Here x must be moderately large. The square roots of x + 15 and x must be very similar. e.g. 8 and 7. Try x = 49. No need for any complicated maths here!

x=a^2, a^2+15=(a+1)^2

so a =7, x=49.

Premise: The solution is easy. That means that both $\sqrt x$ and $\sqrt{ x + 15 }$ are integers. Probably consecutive. As everyone knows $(n+1)^2 - n^2 = 2n + 1$ , therefore if $2n+1 = 15$ , then $n = 7$ . Indeed $7+8 = 15$ ; this leads to a solution $x = n^2 = 49$ . By a mental manipulation of the identity, and squaring, one can observe that it has a unique solution.

By conjugation method , without any squaring both side.

$\sqrt{x+15} + \sqrt{x} = 15$

${\sqrt{x+15} - \sqrt{x}} = 1$

Subtract both equation

$\begin{aligned} 2\sqrt{x} = 14 \\ \sqrt{x} = 7 \\ x = 49 \end{aligned}$

$\sqrt{x+15} + \sqrt{x} = 15$

$(\sqrt{x+15} + \sqrt{x}) (\frac{\sqrt{x+15} - \sqrt{x}}{\sqrt{x+15} - \sqrt{x}}$ ) = 15 ＜－ multiply Left Hand Side with its conjugate

$\frac{(x+15) - (x)}{\sqrt{x+15} - \sqrt{x}} = 15$

$\frac{15}{\sqrt{x+15} - \sqrt{x}} = 15$

$\frac{1}{\sqrt{x+15} - \sqrt{x}} = 1$

${\sqrt{x+15} - \sqrt{x}} = 1$

simplify the equation by transferring one radical at the right side of the equation. then square both sides. then simplify again and then use the quadratic equation in getting the value of x. x=49

Reason: √(x+15)=15-√x Now, square both sides of the equation X+15=225-30√x+x 15=225-30√x 30√x=210 √x=7, Therefore, x=49

$\sqrt{(x+15)}+\sqrt{(x)}=15$

we need to find 2 squares, whose square roots add up to 15, 15 apart

we find 49 and 64 with 7+8=15

$\sqrt{(x+15)}+\sqrt{(x)}=\sqrt{(49+15)}+\sqrt{(49)}=15$

$\sqrt{(x)}=\sqrt{(49)}=>x=49$

The "simpler" is the key word. I´ve tried the first perfect natural squares (1,4,9,16,25,36,49,64) for diference of 15. then 49 is the correct answer.

Using Newton Raphson Method: $x_{i+1}=x_{i}-\frac{f(x_{i})}{f'(x_{i})}$ we find the value of $x$ in six iterations.

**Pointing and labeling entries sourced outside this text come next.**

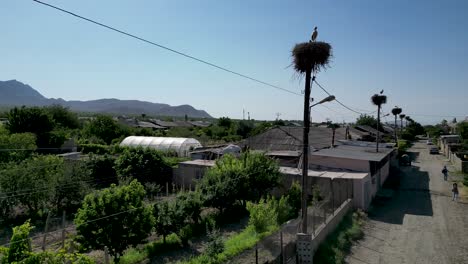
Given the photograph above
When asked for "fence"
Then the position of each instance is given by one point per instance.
(280, 247)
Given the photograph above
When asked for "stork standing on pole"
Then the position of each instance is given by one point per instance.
(314, 35)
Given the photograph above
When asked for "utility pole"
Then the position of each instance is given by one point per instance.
(305, 151)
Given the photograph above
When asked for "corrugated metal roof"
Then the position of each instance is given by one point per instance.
(354, 152)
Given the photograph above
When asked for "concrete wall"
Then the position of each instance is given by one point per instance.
(330, 224)
(339, 163)
(458, 163)
(185, 174)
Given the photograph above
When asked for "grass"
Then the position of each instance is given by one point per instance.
(134, 255)
(338, 244)
(403, 145)
(234, 245)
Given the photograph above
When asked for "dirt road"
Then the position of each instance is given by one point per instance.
(420, 223)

The difference between two consecutive square numbers is an odd number and we now that sqrt(x+15) and sqrt(x) are even numbers so x is a perfect square and x+15 is also a perfect square. (if x wasnt integer the sum would never be integer). So you only have two choices 1 (+3+5+7)= 16 and 49+15=64... well just try 1 and 49 and see that 49 is right

conventional maths is okay. lets try aptitude.

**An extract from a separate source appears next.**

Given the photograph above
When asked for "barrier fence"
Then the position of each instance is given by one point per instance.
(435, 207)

assumption 1: the numbers are perfect square.

think of x such that its a perfect square and adding 15 results in a perfect square too.

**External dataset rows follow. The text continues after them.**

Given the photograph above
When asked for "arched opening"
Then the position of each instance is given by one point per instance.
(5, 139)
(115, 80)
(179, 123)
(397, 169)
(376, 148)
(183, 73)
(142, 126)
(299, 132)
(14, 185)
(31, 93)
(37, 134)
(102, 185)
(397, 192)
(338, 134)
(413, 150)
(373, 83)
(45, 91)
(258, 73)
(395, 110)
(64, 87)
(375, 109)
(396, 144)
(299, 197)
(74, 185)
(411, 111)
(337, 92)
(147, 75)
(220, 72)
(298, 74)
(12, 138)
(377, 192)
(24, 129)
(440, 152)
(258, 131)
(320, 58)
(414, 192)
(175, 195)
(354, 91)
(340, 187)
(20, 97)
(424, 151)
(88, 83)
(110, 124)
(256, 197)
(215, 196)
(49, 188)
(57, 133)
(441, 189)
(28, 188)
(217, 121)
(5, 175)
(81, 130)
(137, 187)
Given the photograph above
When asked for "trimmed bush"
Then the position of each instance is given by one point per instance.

we have to test it on 1,4,9,16,25,36,49,64.... (which are perfect squares) 1 and 49 satisfies the condition and 49 satisfies the equation.

√(x+15) + √x=15 √(x+15) + x - 2 √(x+15) √x = 225 (by squaring both sides) or, 2x=210+2 √(x+15) √x or,x=105+√(x+15)*√x or,(x+105)² = x² + 15x or,225x = 11025 so, x = 49

Both √x and x have to be a natural number, so the only options for x are: 1,4,9,16,25,36,49,64,... Knowing that, you can instantly find that x = 49 without any complex calculation, just trial-and-error basis.

Same as Chew-Seong Cheong

• éléver au carrée les deux membres de l'équation;
• mettre les racines dans un membres et les nombres sans racines dans un autre membre;
• éléver au carrée les deux membres et là on obtient une équation sans racine carré de degré 1 après réduction de terme;
• résoudre l'équation de degré 1 et obtenir x=49 après simplification de la fraction obtenue.